DB is the Single Source of Truth — commands are never lost. If the Controller restarts, it reads the DB and applies the desired state automatically.
The Controller has no HTTP API (beyond the /healthy health endpoint). It is a pure Listener + Actor: subscribe to nudge, read DB, act via Podman.
Immutable services (Recorder, Workers, Processor) do not process runtime commands — they are stopped and restarted with new configuration by the Controller.

For details see controller.md and Messaging Patterns.

Monitoring: Distributed, Not Centralized¶

Each Service → Publishes its own heartbeat to Redis (via SilvaService).
Controller → Additionally publishes Tier 2 container status based on its podman-py reconciliation loop (for containers that may not have Redis connectivity yet during startup).
Web-Interface → Subscribes to Redis, displays live dashboard.
Podman → Restart policy (on-failure) as the last safety net.

A dedicated Monitor service was rejected as over-engineering for a single-node edge device.
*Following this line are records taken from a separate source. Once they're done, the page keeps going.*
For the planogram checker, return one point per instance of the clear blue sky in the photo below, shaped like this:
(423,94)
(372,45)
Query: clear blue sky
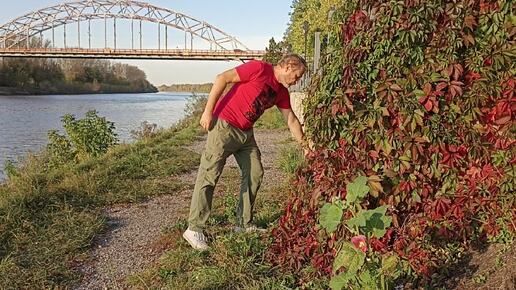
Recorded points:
(253,22)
External alerting (e-mail on failure) can be a future Web-Interface feature.

3. Options Considered¶

Database-only (status + last_seen column): Rejected. Requires DB polling for UI, adds write load for heartbeats, and mixes ephemeral runtime data with persistent configuration.
Redis-only (remove system_services): Rejected. Desired state must survive Redis restarts. DB is the right home for configuration.
Separate Monitor service: Rejected. Adds complexity without proportional value on a single-node device.
Redis Streams for lifecycle/control/audit: Rejected. Lifecycle events are derivable from heartbeats, control flows through DB + Nudge, and business events (recording finished, upload completed) are already tracked in the DB. Four separate channels add complexity without proportional value — one Pub/Sub channel + key-value pattern + nudge covers all needs.
Controller HTTP API for control commands: Rejected. Imperative commands ("stop now!") can be lost if the Controller restarts. The State Reconciliation pattern (DB write + nudge) is more robust: desired state is always persisted, and reconciliation is idempotent.
Recorder without Redis: Rejected. Creates a non-uniform pattern where the Controller must proxy Recorder status. With fire-and-forget heartbeats, the Recorder's core function is completely unaffected, and the Web-Interface gets direct, real-time status from all services.

4. Consequences¶

Positive:
- Clear semantic split: DB = "what should be", Redis = "what is".
- Unified pattern: Every service uses the same SilvaService heartbeat — no special cases.
- Web-Interface gets real-time status from day one (v0.9.0) via Read + Subscribe — no DB polling, no missed heartbeats.
- No separate Monitor service — fewer containers, less complexity.
- system_services table schema unchanged — only its semantics are clarified.
- Minimal Redis footprint: one Pub/Sub channel + N keys with TTL. No Streams, no Consumer Groups.
Negative:
- Redis becomes a dependency for live status visibility (but not for recording, analysis, or data integrity).
- If Redis is down, the Web-Interface loses real-time status. Desired state from DB remains accessible.
- No persistent history of runtime state (heartbeats are ephemeral). If needed later, an audit trail can be added to the DB.
- redis-py becomes a dependency for all services (including Recorder). The library is ~60 KB pure Python with zero C dependencies.